Um 15.30 trafen wir uns in der unteren Kapelle zu einer Andacht. Das Bruderklausenlied, dreistimmig gesungen, schloss jeweils einen gedanklichen Impuls ab, über den wir in Stille meditierten. Auch in dieser Kapelle spürten wir eine Kraft, die wir gerne in unseren Alltag mitnehmen. Danach bewältigten alle den Rückweg hoch ins Flüeli. – Kurze Pause, dann Abmarsch nach Sachseln. Trotz heissen Temperaturen machte sich ein grösseres Detachement auf eine leichte Wanderung, durch schattige Waldabschnitte und entlang Schatten spendender Buchenhaine, aber auch über sonnige Wiesen.
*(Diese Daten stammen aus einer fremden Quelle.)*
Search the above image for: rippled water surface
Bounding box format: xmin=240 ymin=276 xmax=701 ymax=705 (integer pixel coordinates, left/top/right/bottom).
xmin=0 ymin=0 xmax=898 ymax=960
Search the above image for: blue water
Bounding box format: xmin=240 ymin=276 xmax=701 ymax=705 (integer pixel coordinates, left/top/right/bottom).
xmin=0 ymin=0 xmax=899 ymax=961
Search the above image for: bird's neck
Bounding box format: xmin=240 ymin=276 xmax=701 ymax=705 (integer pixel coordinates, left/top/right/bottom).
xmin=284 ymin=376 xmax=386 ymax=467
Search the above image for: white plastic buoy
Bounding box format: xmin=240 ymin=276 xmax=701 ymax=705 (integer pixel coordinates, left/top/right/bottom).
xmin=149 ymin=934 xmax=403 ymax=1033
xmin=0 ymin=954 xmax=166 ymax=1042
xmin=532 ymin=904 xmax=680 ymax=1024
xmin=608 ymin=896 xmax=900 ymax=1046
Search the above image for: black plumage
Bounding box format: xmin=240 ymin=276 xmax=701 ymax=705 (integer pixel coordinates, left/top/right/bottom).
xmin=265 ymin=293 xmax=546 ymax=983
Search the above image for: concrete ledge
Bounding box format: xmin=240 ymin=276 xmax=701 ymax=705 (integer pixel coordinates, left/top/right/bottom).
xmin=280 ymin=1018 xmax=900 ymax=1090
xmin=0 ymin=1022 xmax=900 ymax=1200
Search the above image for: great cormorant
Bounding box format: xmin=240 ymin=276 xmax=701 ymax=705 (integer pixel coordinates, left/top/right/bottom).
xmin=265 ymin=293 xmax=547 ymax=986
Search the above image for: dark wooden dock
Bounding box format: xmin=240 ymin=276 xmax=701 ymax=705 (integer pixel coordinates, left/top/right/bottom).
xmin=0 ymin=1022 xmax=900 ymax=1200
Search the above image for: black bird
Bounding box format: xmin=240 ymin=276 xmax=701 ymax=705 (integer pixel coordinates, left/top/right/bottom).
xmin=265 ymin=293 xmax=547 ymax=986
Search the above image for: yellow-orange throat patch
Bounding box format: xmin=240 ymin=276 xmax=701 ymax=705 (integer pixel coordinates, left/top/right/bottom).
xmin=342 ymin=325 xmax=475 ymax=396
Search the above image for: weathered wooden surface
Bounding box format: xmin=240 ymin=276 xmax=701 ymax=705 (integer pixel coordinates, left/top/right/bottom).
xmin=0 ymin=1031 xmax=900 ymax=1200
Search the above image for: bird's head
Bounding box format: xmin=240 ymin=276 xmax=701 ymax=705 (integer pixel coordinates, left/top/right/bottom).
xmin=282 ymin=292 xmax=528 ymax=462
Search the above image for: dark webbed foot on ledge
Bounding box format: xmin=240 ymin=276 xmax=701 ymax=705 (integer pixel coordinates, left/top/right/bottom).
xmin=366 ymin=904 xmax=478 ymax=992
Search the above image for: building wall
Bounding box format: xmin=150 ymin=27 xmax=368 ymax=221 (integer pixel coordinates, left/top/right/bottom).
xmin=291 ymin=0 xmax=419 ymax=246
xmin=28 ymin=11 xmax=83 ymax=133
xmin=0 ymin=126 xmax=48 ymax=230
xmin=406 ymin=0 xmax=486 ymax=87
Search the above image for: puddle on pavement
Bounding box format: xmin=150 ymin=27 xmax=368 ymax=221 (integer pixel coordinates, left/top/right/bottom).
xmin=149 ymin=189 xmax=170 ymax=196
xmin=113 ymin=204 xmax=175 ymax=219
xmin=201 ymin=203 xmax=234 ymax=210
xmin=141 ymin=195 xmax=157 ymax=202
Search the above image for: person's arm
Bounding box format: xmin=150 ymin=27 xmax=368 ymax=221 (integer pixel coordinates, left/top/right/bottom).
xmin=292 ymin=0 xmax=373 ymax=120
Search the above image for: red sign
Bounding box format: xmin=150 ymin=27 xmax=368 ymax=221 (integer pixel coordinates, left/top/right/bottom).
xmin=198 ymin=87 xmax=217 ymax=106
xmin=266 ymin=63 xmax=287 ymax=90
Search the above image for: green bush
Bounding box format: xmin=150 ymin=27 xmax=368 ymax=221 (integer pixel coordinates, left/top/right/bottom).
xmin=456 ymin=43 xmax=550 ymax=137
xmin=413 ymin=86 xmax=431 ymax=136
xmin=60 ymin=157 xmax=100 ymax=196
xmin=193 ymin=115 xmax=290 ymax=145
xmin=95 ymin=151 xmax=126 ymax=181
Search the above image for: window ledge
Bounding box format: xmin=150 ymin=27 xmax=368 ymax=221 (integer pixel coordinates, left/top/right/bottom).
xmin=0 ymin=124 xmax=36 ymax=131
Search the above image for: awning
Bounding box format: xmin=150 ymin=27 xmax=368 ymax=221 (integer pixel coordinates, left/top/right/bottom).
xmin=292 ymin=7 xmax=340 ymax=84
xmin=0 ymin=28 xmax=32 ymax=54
Auf diesem alten Kirchweg erreichte die Wandergruppe Sachseln locker und pünktlich um 17.15 Uhr.
Martin Schregenberger stand wieder bereit und führte uns durch die Wallfahrtskirche. Besonders augenfällig ist der schwarze Marmor, der für Säulen und Kapitelle in der Gegend gebrochen wurde. Dies bedeutete eine Riesenleistung der Steinmetze, welche diese Arbeiten1672 ohne Maschinen ausführten und die Steine und Säulen über 15 km aus dem Melchtal heranschafften. Baumeister war Hans Winden, die Grundsteinlegung am 12. Juni 1672. 5 Jahre später stürzte Hans Winden bei den Bauarbeiten ab und verstarb. Die Kirche wurde 1679 vollendet und die Gebeine von Bruder Klaus überführt. Nach diesen Ausführungen stimmten wir für uns und einige andere Kirchenbesucher „Jesus dir leb ich“ an. Dabei fiel uns eine Dame durch ihre schöne Sopranstimme auf. Würde sie nicht in Sachseln wohnen, hätten wir eine Teilnahme an unserem Chor nicht ausgeschlossen. Dann ging es schnell. Wir verabschiedeten uns vom Messmer und nahmen im Car Platz. Dies bedeutete das Go für Walter, unseren Fahrer, der uns sicher und immer zuvorkommend an unsere Ziele brachte. Etwas müde, aber glücklich im Herzen traten wir die Heimreise an und alle waren sich einig: Diese Reise war wiederum ein Highlight im Vereinsjahr, das wir eine Woche nach der gut gelungenen Nicolaimesse voll entspannt geniessen durften und das auch schon Vorfreude auf die nächste Reise weckte. Wir danken Martin und Franziska für ihre Vorbereitungen, die gute Planung und kompetente Führung und der Firma Ebneter für den sicheren Transport. Nach einer ruhigen Fahrt trafen wir um 19.45 Uhr glücklich in St.Gallen ein.